Antonio Maceo Grajales

Titán de Bronce

Died: December 7, 1896

Cuban Military Officer and Patriot. Son of a Venezuelan father and a Black mother of humble condition, he was twenty-three years old when the Cuban Republic was proclaimed with the cry of Yara in 1868.

He enlisted immediately in the independence forces alongside his father and his brothers José and Justo. From an early age he joined the Ten Years' War as a soldier and due to his merits in combat, he achieved the rank of Major General under the orders of Máximo Gómez. His service record includes more than 800 military actions and 26 scars. He was the greatest military strategist of our independence struggles, for his valor, intelligence, political capacity, personality and tactics employed, all of this demonstrated in combats such as those of Ti Arriba, Juan Mulato, San Ulpiano, Peralejo, among many others, to be called the Bronze Titan.

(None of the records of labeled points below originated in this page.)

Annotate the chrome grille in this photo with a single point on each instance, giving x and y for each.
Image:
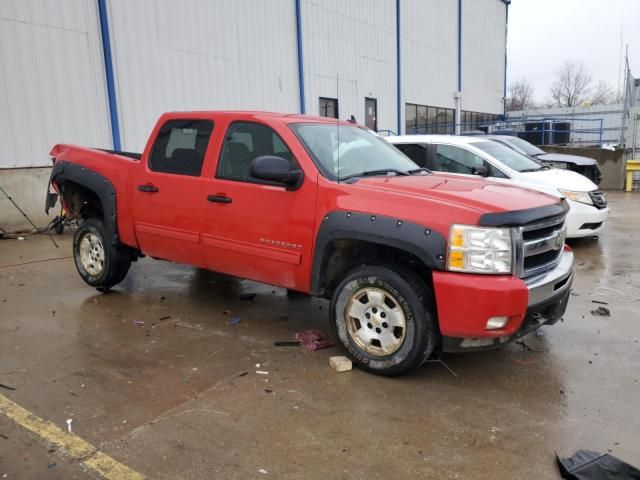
(539, 246)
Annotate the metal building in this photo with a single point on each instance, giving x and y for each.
(99, 72)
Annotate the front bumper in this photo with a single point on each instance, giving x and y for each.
(466, 302)
(585, 220)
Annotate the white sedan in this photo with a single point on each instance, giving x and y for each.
(468, 156)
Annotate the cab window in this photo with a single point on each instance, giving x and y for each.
(180, 147)
(246, 141)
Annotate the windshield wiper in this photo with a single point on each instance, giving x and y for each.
(382, 171)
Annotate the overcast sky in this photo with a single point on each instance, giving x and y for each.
(545, 33)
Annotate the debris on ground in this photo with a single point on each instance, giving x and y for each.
(601, 312)
(340, 363)
(586, 465)
(314, 339)
(285, 343)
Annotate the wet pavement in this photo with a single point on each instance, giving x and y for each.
(153, 373)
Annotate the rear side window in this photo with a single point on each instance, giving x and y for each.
(246, 141)
(180, 147)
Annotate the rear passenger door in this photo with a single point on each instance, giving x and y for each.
(252, 228)
(167, 199)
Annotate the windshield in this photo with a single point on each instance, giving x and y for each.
(523, 145)
(350, 151)
(512, 159)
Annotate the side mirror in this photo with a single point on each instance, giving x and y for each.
(275, 169)
(480, 170)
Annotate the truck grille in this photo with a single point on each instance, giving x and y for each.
(598, 199)
(539, 246)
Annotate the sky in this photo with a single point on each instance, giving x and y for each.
(543, 34)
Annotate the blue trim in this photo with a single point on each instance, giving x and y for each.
(108, 68)
(300, 58)
(398, 69)
(459, 45)
(506, 28)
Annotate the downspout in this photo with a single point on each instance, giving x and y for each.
(398, 71)
(108, 68)
(458, 94)
(300, 56)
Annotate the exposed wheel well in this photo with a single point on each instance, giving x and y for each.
(80, 201)
(342, 255)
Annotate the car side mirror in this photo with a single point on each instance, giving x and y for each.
(480, 170)
(276, 169)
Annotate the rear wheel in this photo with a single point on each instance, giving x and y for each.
(99, 263)
(384, 318)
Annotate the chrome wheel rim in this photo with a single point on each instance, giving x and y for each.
(375, 321)
(91, 254)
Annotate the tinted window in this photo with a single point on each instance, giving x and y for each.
(329, 107)
(180, 147)
(243, 143)
(456, 160)
(415, 151)
(508, 157)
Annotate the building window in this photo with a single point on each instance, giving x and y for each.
(329, 107)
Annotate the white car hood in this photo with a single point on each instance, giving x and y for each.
(558, 178)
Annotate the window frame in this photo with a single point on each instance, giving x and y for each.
(149, 162)
(251, 180)
(337, 106)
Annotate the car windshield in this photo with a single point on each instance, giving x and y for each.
(351, 151)
(512, 159)
(523, 145)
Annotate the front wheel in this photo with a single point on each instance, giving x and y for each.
(99, 263)
(384, 318)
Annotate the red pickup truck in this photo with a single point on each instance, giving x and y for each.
(412, 261)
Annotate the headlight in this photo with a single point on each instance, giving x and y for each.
(479, 249)
(580, 197)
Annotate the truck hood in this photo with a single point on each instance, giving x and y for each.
(481, 195)
(561, 157)
(558, 178)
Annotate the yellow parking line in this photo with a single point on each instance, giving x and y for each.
(71, 445)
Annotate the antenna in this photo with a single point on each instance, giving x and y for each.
(338, 120)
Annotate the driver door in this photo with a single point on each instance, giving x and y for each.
(252, 228)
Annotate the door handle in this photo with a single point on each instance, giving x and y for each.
(148, 188)
(219, 199)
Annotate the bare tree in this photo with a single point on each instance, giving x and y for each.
(520, 96)
(571, 86)
(602, 94)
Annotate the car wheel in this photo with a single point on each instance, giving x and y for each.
(99, 263)
(384, 317)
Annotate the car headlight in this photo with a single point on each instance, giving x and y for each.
(580, 197)
(480, 249)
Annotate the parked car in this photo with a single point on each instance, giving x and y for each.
(582, 165)
(412, 261)
(476, 156)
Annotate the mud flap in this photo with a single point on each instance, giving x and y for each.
(586, 465)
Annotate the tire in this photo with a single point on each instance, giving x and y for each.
(99, 263)
(391, 347)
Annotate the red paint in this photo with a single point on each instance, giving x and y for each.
(268, 233)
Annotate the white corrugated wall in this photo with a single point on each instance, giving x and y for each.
(201, 55)
(430, 51)
(52, 82)
(350, 54)
(483, 50)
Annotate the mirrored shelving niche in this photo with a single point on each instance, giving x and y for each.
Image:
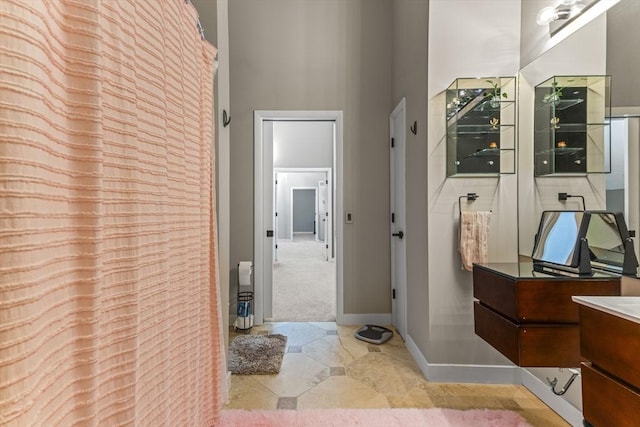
(572, 132)
(481, 126)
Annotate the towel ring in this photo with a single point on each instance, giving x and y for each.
(470, 198)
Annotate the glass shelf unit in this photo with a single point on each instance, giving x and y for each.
(480, 116)
(571, 125)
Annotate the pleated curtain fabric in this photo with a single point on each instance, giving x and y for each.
(109, 307)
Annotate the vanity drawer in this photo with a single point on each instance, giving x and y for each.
(529, 345)
(539, 299)
(607, 402)
(611, 343)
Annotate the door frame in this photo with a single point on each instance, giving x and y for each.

His first promotion in the revolutionary ranks occurred when he was appointed aide to Máximo Gómez, and from then on he became known as a heroic fighter, and was acclaimed as leader of the insurgents of the Villas. He participated in the Ten Years' War (1868-1878) and defeated the Spanish on numerous occasions, such as at Loma de la Gallega (1871) or in the Battle of Las Guásimas (1872), after which he reached the rank of major general.

However, little by little fissures began to appear among the independence fighters, and in 1877 he rejected an offer of alliance with Vicente García to overthrow the revolutionary government; he also declined the peace proposal of General Martínez Campos and refused to accept the Peace of Zanjón of 1878. Maceo continued fighting and dominated the entire province of Oriente, until the exhaustion of his army forced him to go into exile in Jamaica, from where he continued to conspire.

The revolutionary intransigence of Antonio Maceo Grajales took shape and his stature grew, in the discontent with the Peace of Zanjón, by staging the Protest of Baragua on March 15, 1878. He organized abroad, together with Martí and Gómez the War of Independence and returned to Cuba in 1895, personally directing the invasion from Oriente to Occidente. A zealous defender of our sovereignty and with a clear anti-imperialist vision, the Titan left his political thought written when he stated: Freedom is not begged for, it is conquered with the edge of the machete. He dies in combat on December 7, 1896 in Punta Brava, province of Havana, along with him also falls his aide: Captain Francisco (Panchito) Gómez Toro.